Zugang zum Einkaufszentrum Montparnasse: ein multimodales Knotenpunkt zu entschlüsseln
Das Viertel Montparnasse ist eines der am besten angebundenen in Paris, aber die Zugänge zu den verschiedenen Handelsräumen sind nicht austauschbar. Der Zugang hängt vom genauen Ziel ab.
- Mit der U-Bahn: Die Stationen Montparnasse-Bienvenüe (Linien 4, 6, 12, 13) und Gaîté (Linie 13) bedienen das Gebiet. Der gewählte Ausgang bestimmt den direkten Zugang zur Galerie unter dem Turm oder zu den Ateliers Gaîté.
- Mit dem Zug: Der Bahnhof Montparnasse verbindet das Viertel mit den TGV- und Transilien-Linien. Reisende mit Anschluss gelangen direkt zur Einkaufsgalerie des Bahnhofs, ohne nach draußen zu gehen.
- Mit dem Auto: Es gibt mehrere Tiefgaragen rund um den Bahnhof und den Turm.
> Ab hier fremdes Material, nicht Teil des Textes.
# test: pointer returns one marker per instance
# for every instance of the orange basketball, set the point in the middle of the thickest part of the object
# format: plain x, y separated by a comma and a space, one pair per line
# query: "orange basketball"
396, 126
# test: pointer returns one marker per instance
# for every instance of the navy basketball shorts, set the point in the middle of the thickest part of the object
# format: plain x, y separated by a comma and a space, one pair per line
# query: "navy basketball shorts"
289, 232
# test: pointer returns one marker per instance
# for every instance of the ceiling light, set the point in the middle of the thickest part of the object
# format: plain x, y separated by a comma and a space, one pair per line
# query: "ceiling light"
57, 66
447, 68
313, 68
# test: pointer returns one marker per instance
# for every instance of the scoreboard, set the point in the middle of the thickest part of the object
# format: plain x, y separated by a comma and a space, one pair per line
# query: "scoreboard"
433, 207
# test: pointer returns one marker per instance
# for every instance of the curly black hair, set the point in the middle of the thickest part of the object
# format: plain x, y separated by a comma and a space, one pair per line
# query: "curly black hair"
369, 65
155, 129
Das Parken ist kostenpflichtig und oft zu Stoßzeiten überfüllt.
- Zu Fuß: Die Wege vom Boulevard du Montparnasse oder der Rue de Rennes führen zu den verschiedenen Eingängen, aber die Beschilderung zur Galerie Maine-Montparnasse ist wenig leserlich.

Bauarbeiten und Zugangsbehinderungen
Das Renovierungsprojekt für den Tour Montparnasse, dessen Kosten auf mehrere Hundert Millionen Euro geschätzt wurden, wurde gestoppt. Diese Situation schafft Unsicherheit über die Zukunft der Zugänge zur historischen Einkaufsgalerie. In den letzten Jahren wurden Glasabstürze gemeldet, was zu Krisensitzungen mit den städtischen Behörden führte.
Der Zustand des Gebäudes beeinflusst direkt das Einkaufserlebnis und das Sicherheitsgefühl der Besucher. Die Rückmeldungen vor Ort gehen diesbezüglich auseinander: Einige Anwohner meiden den Durchgang unter dem Turm, während andere ihn aus Gewohnheit weiterhin nutzen.
Renovierung des Einkaufszentrums Montparnasse: ein noch unklarer Horizont
Ein Projekt von Renzo Piano sah eine vollständige Metamorphose des Fußes des Turms vor, mit einer geplanten Fertigstellung für 2032. Die Arbeiten sollten die Galerie in einen neu gestalteten Raum verwandeln, der Geschäfte, Büros und öffentliche Räume vereint.
Dieses Projekt wurde aus Kostengründen ausgesetzt. Die Fachpresse spricht von einem als zu hoch erachteten Budget und von Meinungsverschiedenheiten zwischen den Beteiligten. Der Ärger der Anwohner über das Risiko einer Aufgabe wurde von mehreren Medien aufgegriffen.
Ohne bestätigte Renovierung bleibt die Galerie Maine-Montparnasse in einem Dazwischen, das potenzielle Geschäfte und Besucher abschreckt. Das Viertel behält seine Attraktivität dank der benachbarten Zentren, aber das historische Herz des Einkaufszentrums wartet weiterhin auf ein tragfähiges Projekt. Die kommenden Monate werden entscheiden, ob die versprochene Metamorphose Wirklichkeit wird oder ob das Zentrum das bleibt, was einige bereits den “Geist von Montparnasse” nennen.